Subject: Where goes the energy now?
From: Graham Clarke <gemin@cix.compulink.co.uk>
Date: Sat, 26 Oct 1996 21:33:02
This mail has been composed after consultation with a number of builders 
who have been waiting in vain for some days to see reactions to the "Main 
Gear" letter, mod no. ??. Is it shock, resignation, or apathy ? The 
mods.in this area have been getting more severe each time at significant 
expense to the factory and the builders in terms of both effort and cash. 
In the beginning the bungy block, (a re-usable energy absorber) seemed 
like a good idea until it turned out that in returning the energy, it 
bounced the aircraft (quickie-wise) back into the air. Is this why it has 
never be used before ? Although I have driven an American car with piston 
mounted bumpers, modern car protection is based on crumple zones as near 
the accident as possible, not on springy systems. Introduction of stops 
increases the load transfer when they are reached, and a hydraulic damper 
(returning the energy progressively) was apparenty is not sufficiently 
large in the space available to do the job. The various mods to the frame 
and its stops have resulted in isolated case(s) of buckling which means 
we have an inbuilt crumple zone which might be a bit too weak.  

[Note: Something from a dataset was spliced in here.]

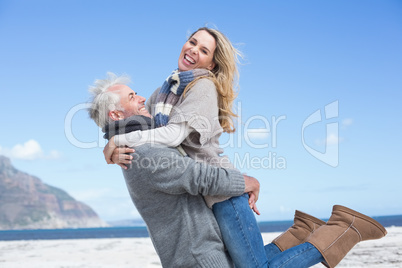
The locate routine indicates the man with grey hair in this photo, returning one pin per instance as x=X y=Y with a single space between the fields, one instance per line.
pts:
x=167 y=188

Unfortunately in the absence of recorded data from these instances, the 
actual load to which it has been subjected is not known.  Quite rightly 
the factory set out to remove this doubt with drop tests, which seem to 
have shown that it has to be a very abnormal load to damage the frame, 
but nevertheless have offered more strengthing to prevent it. But is this 
the correct thing to do ? Leaving aside the difficulty and/or expense and 
delay of doing the latest mod. to complete or near-completer aircraft, it 
will certainly  increase the possibility of passing more load beyond the 
frame into the tunnel/fuselage. The tests carried out with the frame 
only, cannot tell us where the buck(le) stops now. So please can the 
factory repeat this test with at least a dummy tunnel and bulkhead in 
place if not a real fuselage, before we do this mod. only to find that 
the next time the fuselage collapses. If a problem is then found, a 
number of suggestions are available, such as removing the block assembly 
and replacing it with two or more hydraulic dampers as used by many 
conventional undercarriages, motor cycle forks etc.